Brad Braxton served as senior minister of the Riverside Church in Manhattan for nine months. Unfortunately, the only thing that was delivered after this period of time was a letter of resignation.
The Riverside Church located in Manhattan has been known as one of those “prestigeous pulpits” in our country. Through the years, several prominent preachers such as Harry Emerson Fosdick have used their position to influence their communities and public opinion.
From what I could tell, the conflict centered around Braxton’s compensation and the manner in which he was hired. It may have also related to his vision for the church and whether or not the congregation embraced that vision. Rather than continue fighting an internal battle within the church, Braxton opted to resign in order to give Riverside an opportunity to regroup and somehow move forward. I feel for him, in that he gave up a position at Vanderbilt University to move to New York. It looked like a good fit, and I hope he finds a landing place to continue ministry.
It’s never easy to see this kind of result take place in a church, yet this tumultous yet brief tenure certainly isn’t the first one to take place. I’m very sympathetic to Braxton in one sense, because he was “called” to this church under the impression that he was going to lead them and that members would follow his direction. On the other hand, he might not heeded warning signs that there was considerable opposition already forming to his pastorate. Perhaps those responsible for “vetting” Braxton did not adequately prepare the congregation for this move or go through the search process with as much clarity as they needed. Apparently, about 200 ministers and/or their resumes were reviewed in the search for a new pastor. You would think that after all this effort that their results would pay off. This was not the case, and Riverside is the latest in another episode of pastors and churches being at odds over vision, leadership, and direction.
Seeing the brevity of this tenure makes me think about “sacrificial lamb” pastorates. This is the kind when a minister follows a long tenured pastor and serves a very short period comparably, and then the one who follows enjoys a lengthy stint at that pulpit. Sometimes it hard for churches to deal with a transition of leadership, and it’s tough on those pastors and their families who live through that struggle.
From what I can tell, this seems to be another case of a pastor going to a new church without knowing the internal friction and polarities in place. It is an exciting but sometimes perilous decision to go to a new city, church, and community. No situation is perfect, no pastor is perfect, and no congregation is perfect. It truly is amazing to think that the Holy Spirit is still in the business of “calling out the called” and putting clergy and laity together.

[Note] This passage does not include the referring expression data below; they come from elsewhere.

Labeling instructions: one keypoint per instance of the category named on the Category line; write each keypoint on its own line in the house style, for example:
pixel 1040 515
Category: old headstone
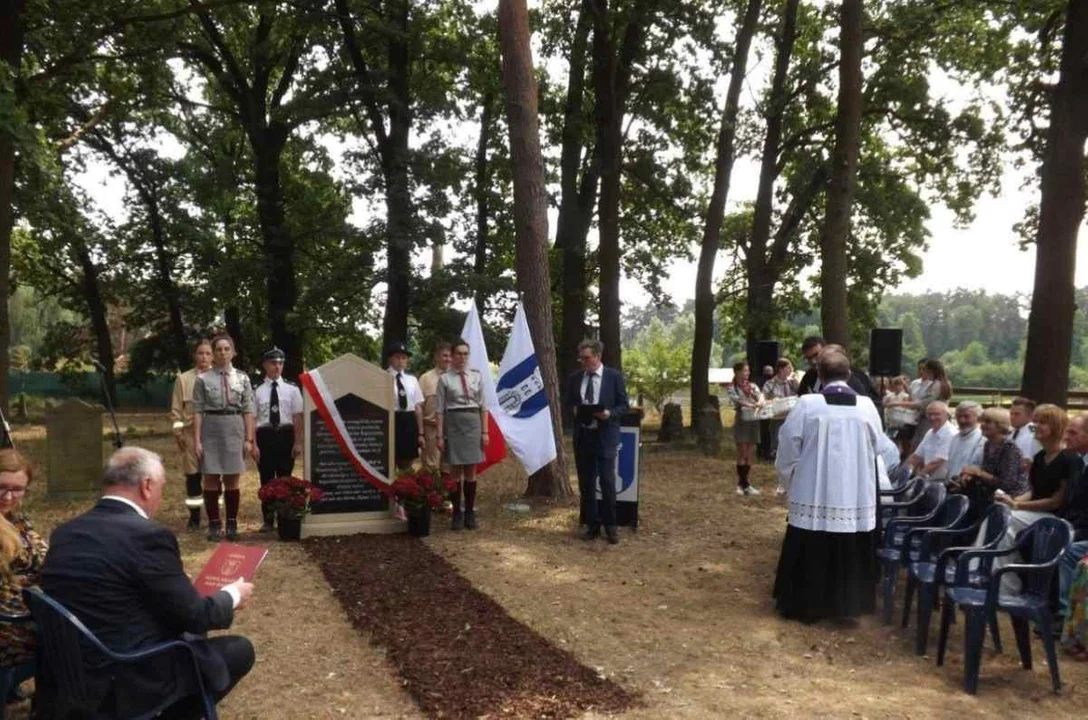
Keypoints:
pixel 671 423
pixel 363 395
pixel 709 434
pixel 74 449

I recall what one of my theology professors said about this relationship of pastors and churches. After a few years, the church realizes that their new pastor isn’t at all perfect and it begins to see some “warts.” However, the pastor begins to see that the church isn’t perfect and sees some warts as well. The challenge is to keep on loving each other with our visible and invisible faults to build the Kingdom of God. It’s not always easy to accomplish this feat, and there are legitimate reasons for parting ways after a brief tenure like Braxton’s.
Today I am thankful for all my preacher friends in their respective churches and wish them well. I’m also thankful for my own place of service and for the privilege of working in my corner of the ministerial field and for the church putting up with me “warts and all.”